Administrative tasks like paperwork are often burdensome for health-care workers, as nearly 65% of doctors feel like they are a major cause of burnout, according to a February survey from Athenahealth. Physicians spend an average of 15 hours per week outside their normal hours keeping up with the workload, the survey said.
For instance, Dr. Ryan McFarland, a family medicine doctor at Hudson Physicians in Wisconsin, sees an average of 25 patients per day. He has to draft a clinical note after each appointment to record what took place and what to follow up on, which he said amounts to “several hours” of documentation each day.
“That’s just the documentation, that’s not responding to lab results, patient questions, messages,” he told CNBC in an interview. “It can get very cumbersome trying to get your note and documentation done on top of actually doing patient care.”
Oracle said its Clinical Digital Assistant can help alleviate this administrative burden. Doctors can access the tool through an app on their phone, and they hit a button to record their visits with patients. Once they stop recording, Oracle’s AI automatically generates a clinical note based on the appointment so the doctors no longer need to write it themselves.
Only the health-care organizations’ approved representatives will be able to access the recordings, Oracle said.
The assistant works alongside Oracle’s electronic health record, so doctors can also verbally ask it to pull up information about a patient’s medical history, like their latest blood test results, the company said. In other words, doctors can spend less time searching through records to find the relevant information they need.
Oracle has been testing the tool with 13 health-care organizations, including Hudson Physicians.
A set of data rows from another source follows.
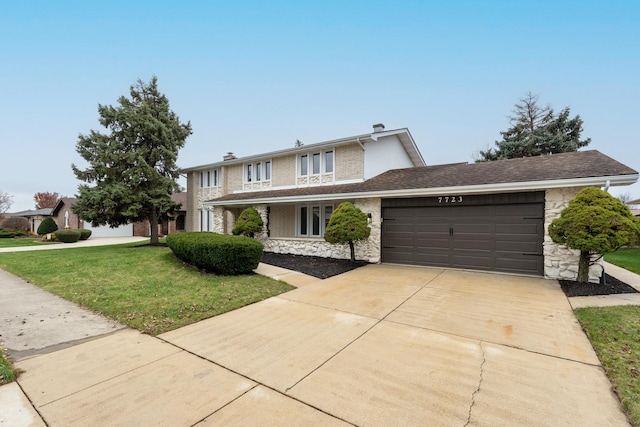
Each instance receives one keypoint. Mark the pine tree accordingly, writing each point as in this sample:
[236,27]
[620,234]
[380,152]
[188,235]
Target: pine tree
[132,168]
[536,131]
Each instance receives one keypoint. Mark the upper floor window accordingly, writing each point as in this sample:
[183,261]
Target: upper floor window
[316,163]
[259,171]
[210,178]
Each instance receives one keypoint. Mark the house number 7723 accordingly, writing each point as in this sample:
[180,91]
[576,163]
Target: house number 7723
[450,199]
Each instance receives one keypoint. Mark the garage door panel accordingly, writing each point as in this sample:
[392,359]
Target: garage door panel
[499,237]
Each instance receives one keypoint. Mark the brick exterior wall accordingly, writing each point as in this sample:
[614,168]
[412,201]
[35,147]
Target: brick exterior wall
[283,170]
[349,162]
[232,178]
[193,184]
[282,221]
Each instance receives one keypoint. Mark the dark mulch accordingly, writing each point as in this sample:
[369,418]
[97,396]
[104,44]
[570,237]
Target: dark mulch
[327,267]
[312,265]
[612,285]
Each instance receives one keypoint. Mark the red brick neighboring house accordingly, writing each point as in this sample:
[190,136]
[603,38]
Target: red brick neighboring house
[65,218]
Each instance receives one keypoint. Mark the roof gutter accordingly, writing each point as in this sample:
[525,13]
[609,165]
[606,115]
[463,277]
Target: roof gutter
[436,191]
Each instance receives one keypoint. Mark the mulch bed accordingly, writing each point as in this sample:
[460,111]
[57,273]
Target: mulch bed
[326,267]
[312,265]
[612,285]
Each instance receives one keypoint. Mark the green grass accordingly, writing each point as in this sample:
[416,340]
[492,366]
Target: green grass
[23,241]
[7,374]
[627,258]
[614,333]
[144,287]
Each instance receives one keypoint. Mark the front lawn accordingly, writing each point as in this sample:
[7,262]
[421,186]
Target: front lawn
[627,258]
[614,333]
[7,374]
[144,287]
[13,242]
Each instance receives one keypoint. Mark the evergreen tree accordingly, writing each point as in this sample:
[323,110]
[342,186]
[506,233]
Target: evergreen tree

Oracle said its assistant has saved clinicians an average of four and a half minutes per patient, as well as 20% to 40% of their daily documentation time. The tool is generally available in ambulatory clinics, or clinics that are not attached to hospitals, as of Monday.
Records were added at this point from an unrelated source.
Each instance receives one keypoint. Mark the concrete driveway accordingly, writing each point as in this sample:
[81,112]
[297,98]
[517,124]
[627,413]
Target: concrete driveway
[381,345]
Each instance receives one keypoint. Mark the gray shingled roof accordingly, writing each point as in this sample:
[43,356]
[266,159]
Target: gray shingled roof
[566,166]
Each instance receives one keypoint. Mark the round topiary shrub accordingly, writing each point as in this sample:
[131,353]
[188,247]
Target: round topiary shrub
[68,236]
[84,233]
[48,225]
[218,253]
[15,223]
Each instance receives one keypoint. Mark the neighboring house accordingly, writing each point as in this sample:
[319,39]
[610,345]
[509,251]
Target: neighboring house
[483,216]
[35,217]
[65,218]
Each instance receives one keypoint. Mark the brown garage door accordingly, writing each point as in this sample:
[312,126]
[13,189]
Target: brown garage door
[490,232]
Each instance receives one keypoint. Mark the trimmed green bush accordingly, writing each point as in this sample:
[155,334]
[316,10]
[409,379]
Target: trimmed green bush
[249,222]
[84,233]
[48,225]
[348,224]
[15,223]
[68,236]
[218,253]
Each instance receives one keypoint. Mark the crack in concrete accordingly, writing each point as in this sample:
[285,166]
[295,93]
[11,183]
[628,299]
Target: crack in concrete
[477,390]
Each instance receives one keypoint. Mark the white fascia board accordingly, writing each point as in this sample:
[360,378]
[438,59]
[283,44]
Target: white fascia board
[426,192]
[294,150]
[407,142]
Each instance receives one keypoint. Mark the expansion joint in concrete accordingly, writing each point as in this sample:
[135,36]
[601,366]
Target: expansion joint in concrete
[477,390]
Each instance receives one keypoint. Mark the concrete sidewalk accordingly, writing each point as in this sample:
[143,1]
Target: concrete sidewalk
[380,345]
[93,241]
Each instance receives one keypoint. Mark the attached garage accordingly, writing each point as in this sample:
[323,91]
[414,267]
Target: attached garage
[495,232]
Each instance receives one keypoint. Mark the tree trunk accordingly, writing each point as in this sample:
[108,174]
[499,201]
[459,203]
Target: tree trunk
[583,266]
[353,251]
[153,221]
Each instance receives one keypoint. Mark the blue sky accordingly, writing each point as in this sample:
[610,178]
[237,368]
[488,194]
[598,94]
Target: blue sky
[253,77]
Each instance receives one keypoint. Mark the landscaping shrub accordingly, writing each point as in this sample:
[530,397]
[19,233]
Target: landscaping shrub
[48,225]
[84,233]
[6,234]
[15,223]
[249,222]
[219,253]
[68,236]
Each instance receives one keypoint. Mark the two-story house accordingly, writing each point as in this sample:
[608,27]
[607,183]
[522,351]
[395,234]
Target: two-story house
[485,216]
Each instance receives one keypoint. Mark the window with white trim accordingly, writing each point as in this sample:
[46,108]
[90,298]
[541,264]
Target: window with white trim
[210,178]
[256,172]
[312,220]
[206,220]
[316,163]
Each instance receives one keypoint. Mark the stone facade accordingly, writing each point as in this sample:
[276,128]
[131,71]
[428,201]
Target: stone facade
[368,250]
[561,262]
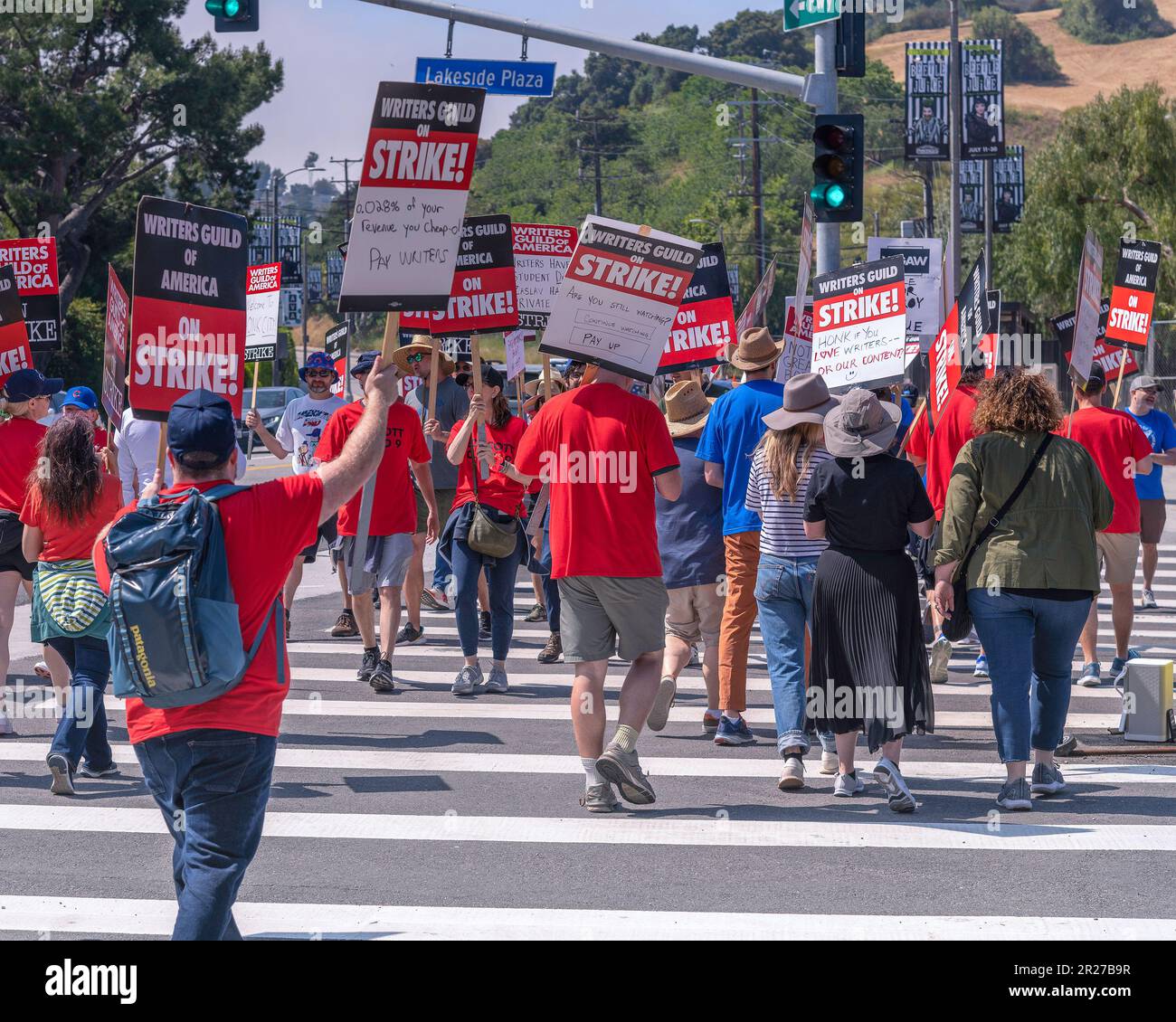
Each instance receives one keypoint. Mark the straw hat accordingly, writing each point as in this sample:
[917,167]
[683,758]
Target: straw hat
[687,408]
[422,344]
[861,425]
[755,349]
[806,400]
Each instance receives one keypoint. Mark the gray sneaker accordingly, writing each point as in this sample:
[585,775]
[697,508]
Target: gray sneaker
[466,680]
[1015,795]
[600,799]
[1047,780]
[889,776]
[623,770]
[498,680]
[662,702]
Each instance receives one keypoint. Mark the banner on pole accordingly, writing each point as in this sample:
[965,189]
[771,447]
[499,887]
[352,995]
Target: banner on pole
[1132,298]
[14,351]
[187,314]
[927,100]
[482,297]
[35,263]
[261,297]
[983,99]
[620,297]
[859,325]
[706,320]
[541,251]
[412,198]
[114,352]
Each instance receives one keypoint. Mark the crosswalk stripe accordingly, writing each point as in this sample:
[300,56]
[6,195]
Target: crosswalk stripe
[299,758]
[471,709]
[148,916]
[635,829]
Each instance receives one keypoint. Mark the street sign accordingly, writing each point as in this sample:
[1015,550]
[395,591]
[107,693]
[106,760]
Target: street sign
[498,77]
[807,13]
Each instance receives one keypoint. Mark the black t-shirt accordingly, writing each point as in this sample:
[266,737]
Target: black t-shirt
[866,502]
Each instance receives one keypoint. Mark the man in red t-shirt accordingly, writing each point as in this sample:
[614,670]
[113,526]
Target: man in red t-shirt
[934,454]
[603,451]
[389,547]
[208,766]
[1122,450]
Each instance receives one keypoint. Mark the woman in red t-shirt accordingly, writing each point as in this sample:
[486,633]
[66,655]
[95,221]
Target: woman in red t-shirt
[70,501]
[500,497]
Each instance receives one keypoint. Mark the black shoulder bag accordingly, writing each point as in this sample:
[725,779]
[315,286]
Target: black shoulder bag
[959,625]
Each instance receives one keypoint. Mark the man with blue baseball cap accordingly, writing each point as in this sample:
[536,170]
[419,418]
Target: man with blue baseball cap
[298,434]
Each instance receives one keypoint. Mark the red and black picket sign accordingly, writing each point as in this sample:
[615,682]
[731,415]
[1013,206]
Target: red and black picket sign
[34,260]
[1129,317]
[482,298]
[187,313]
[706,320]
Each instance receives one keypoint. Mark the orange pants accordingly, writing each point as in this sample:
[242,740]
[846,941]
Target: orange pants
[739,615]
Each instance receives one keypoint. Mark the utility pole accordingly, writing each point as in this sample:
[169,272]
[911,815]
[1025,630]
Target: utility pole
[761,255]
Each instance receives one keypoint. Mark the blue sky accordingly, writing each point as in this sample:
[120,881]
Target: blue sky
[337,51]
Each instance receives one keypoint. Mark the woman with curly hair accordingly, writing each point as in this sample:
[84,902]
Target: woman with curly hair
[70,501]
[1031,578]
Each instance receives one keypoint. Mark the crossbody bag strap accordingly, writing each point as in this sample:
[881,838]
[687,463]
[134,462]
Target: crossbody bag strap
[992,523]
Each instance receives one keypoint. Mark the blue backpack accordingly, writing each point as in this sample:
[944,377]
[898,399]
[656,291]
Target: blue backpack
[175,637]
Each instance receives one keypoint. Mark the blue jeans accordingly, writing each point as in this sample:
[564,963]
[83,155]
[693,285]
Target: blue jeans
[1029,643]
[212,787]
[82,728]
[783,591]
[500,579]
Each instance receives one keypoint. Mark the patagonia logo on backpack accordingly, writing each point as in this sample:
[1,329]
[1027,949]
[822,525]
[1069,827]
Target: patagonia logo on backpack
[175,635]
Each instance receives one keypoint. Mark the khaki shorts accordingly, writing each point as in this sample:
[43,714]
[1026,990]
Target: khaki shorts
[1152,516]
[694,613]
[1117,554]
[601,615]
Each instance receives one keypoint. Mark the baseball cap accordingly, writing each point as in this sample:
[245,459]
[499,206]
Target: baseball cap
[1143,383]
[24,384]
[81,398]
[201,422]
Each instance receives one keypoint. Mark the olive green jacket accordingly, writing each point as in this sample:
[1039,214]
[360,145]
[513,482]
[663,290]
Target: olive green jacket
[1047,540]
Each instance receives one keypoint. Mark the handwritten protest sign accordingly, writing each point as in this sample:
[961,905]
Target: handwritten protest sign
[859,325]
[620,297]
[412,195]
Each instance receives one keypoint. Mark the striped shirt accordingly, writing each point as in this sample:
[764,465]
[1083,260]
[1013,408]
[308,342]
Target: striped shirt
[783,523]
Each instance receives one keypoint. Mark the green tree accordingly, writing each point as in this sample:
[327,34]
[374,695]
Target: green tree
[1102,22]
[1026,57]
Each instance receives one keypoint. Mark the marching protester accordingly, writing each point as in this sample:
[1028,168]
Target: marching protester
[393,521]
[451,403]
[733,431]
[867,634]
[1149,488]
[71,498]
[485,532]
[26,399]
[933,451]
[1022,512]
[226,746]
[299,433]
[612,595]
[689,540]
[782,468]
[1122,451]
“This will be kind of a practice requirement in our business going forward,” McFarland said. “The accuracy of the notes is much better, you catch things you might forget to document. It is a time saver, significantly.”
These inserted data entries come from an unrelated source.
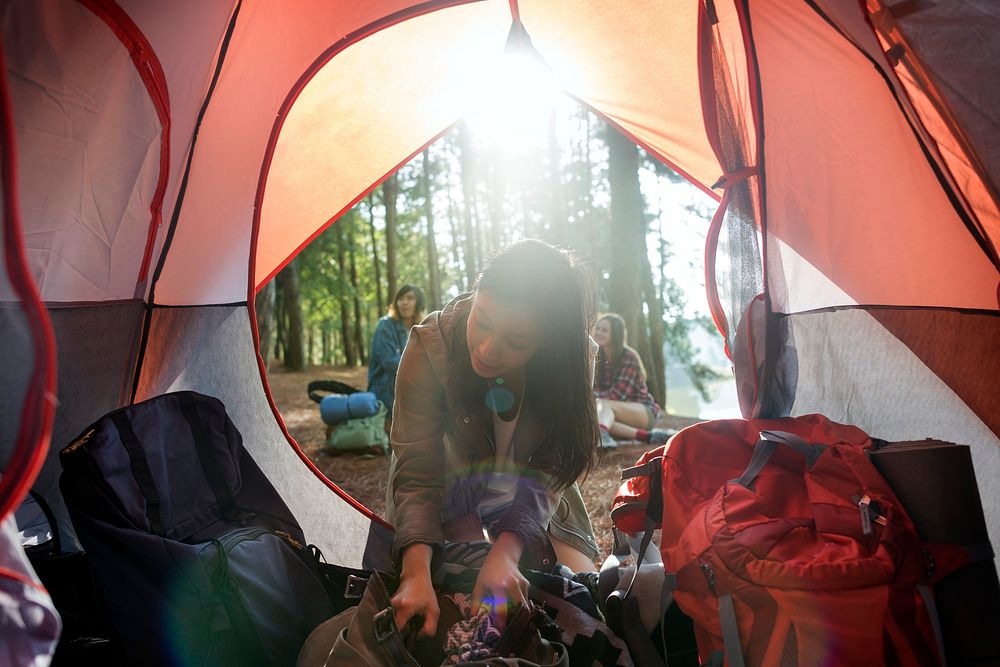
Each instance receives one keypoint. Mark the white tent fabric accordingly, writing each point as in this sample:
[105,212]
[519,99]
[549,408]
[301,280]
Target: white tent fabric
[87,124]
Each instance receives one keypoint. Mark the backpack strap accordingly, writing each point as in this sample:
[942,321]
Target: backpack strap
[928,596]
[730,631]
[209,464]
[140,469]
[329,386]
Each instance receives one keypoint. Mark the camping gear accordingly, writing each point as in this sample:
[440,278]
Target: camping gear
[197,556]
[157,186]
[355,419]
[936,483]
[366,434]
[782,542]
[335,409]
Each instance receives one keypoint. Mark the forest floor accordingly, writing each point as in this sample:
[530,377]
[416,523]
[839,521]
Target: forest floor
[364,476]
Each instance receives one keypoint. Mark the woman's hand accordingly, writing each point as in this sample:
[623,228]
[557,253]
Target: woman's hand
[500,584]
[415,596]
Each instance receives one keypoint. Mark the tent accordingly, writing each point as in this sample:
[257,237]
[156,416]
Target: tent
[162,161]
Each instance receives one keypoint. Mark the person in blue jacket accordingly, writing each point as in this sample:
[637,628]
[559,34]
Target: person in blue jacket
[389,340]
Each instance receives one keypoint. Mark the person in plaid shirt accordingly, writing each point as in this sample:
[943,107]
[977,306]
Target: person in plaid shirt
[625,409]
McFarland said he’s worked with other dictation tools in the past, but the software often caused errors and struggled with fast speech. He has also worked with human scribes that are more accurate, though he said they can be time consuming to train and difficult to keep employed. Oracle’s assistant performs like an equivalent to a human writer, McFarland said.
“I think from a note generating standpoint it’s 90% to 100% where it needs to be,” he said.
McFarland said he thinks the tool does well with complex medical terminology and can even capture abbreviations. He said he thinks there’s room for improvement with some of the specialty-specific care, as well as how the assistant can help with other functionalities like placing orders for imaging and sending out referrals and return-to-clinic reminders.
Some providers at Hudson Physicians are more particular about the style of their notes than others, so McFarland said some doctors still spend time editing. Even so, the clinic has seen a 100% adoption rate for Oracle’s assistant, which McFarland said he’s never seen happen before.
“It’s been a game changer for us, and we’ll keep using it,” he said.